1

I'm currently working with h2o.xgboost in h2o version 3.26.0.2 and i get the java.lang.NullPointerException (full errror below).

Dataset is 25 GB in csv with 6.000.000 Rows (trian + test) and the cluster info that I use is:

R is connected to the H2O cluster: 
    H2O cluster uptime:         30 minutes 18 seconds 
    H2O cluster timezone:       Europe/Madrid 
    H2O data parsing timezone:  UTC 
    H2O cluster version:        3.26.0.2 
    H2O cluster version age:    7 months and 12 days !!! 
    H2O cluster name:           H2O_started_from_R_xxx
    H2O cluster total nodes:    1 
    H2O cluster total memory:   343.27 GB 
    H2O cluster total cores:    1 
    H2O cluster allowed cores:  48 
    H2O cluster healthy:        TRUE 
    H2O Connection ip:          localhost 
    H2O Connection port:        60576 
    H2O Connection proxy:       NA 
    H2O Internal Security:      FALSE 
    H2O API Extensions:         Amazon S3, XGBoost, Algos, AutoML, Core V3, Core V4 
    R Version:                  R version 3.5.1 (2018-07-02) 

Data h2o Types are:

 types   N
1:   int 319
2:  real 316

And My code:

start <- proc.time()
model_trans.h2o <- h2o::h2o.xgboost( 
  distribution              = "gaussian"
  ,model_id                 = "xgb_test"
  ,training_frame           = data_train.h2o
  ,validation_frame         = data_test.h2o
  ,x                        = vars
  ,y                        = target_str
  ,seed                     = 1234
  ,ntrees                   = 1500
  ,learn_rate               = 0.08
  ,col_sample_rate_per_tree = 0.8
  ,max_dept                 = 5
  ,verbose                  = F
)
end <- proc.time(); end - start;

The error is given usually after 2 mins and I have made the following tests:

  1. Use less columns. With 500 columns is working fine (I did not use a random sample just 1:500 from colnames).
  2. Use less data. If I reduce the data, let's say 2.000.000 Rows it's working fine also.

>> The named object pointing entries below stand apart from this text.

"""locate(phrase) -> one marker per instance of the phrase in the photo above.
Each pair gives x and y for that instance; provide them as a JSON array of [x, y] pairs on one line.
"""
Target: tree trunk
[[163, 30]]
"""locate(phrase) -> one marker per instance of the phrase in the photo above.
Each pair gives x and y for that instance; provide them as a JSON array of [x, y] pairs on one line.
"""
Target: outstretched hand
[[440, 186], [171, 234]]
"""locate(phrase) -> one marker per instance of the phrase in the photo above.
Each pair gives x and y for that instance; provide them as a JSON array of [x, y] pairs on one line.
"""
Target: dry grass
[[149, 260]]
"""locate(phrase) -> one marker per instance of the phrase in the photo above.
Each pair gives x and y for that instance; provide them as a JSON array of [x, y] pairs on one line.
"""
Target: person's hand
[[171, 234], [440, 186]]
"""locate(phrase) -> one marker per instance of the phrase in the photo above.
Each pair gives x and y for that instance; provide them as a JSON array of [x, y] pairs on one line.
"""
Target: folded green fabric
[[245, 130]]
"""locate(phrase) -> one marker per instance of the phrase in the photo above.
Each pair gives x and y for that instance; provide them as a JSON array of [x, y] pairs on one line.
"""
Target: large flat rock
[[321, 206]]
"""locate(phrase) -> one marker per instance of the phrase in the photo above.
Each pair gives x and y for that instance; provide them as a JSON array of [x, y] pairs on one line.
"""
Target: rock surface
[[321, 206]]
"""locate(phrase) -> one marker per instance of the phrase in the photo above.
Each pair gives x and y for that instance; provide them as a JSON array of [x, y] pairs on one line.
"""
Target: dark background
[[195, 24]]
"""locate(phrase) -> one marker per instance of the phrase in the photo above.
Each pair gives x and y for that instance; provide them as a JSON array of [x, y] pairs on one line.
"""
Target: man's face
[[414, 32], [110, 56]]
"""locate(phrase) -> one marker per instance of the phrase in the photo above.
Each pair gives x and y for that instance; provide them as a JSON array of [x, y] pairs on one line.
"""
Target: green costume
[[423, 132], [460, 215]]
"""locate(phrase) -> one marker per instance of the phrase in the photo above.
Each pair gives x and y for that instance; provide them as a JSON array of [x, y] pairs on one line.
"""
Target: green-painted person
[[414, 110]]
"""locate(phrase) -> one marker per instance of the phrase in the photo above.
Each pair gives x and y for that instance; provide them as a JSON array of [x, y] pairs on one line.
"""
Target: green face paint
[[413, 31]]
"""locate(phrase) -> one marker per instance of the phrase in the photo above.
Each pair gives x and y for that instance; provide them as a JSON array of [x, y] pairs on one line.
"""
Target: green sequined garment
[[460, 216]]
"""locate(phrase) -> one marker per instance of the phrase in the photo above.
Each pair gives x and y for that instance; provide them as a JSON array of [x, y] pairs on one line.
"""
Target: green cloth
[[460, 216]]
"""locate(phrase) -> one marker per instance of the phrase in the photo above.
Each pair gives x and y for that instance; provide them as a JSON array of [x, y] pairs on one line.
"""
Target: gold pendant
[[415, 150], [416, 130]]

After this tests I guessed that what is happening it's that somehow h2o.xgboost is not prepared to handle this much data and and when tries to expand it's "matrix" is crushing.

Could it be an error of the h2o version?

Can it be solved without updating the version? Since h2o models are not compatible cross versions this can be a problem for me.

Thanks in advance!

Note 1:

I've done my previous research on the subject and only found:

What is a NullPointerException, and how do I fix it? SO discussion abount null pointer exeption

https://0xdata.atlassian.net/browse/PUBDEV-6921 Some h2o forum without clear answer (this second one is pretty much useless)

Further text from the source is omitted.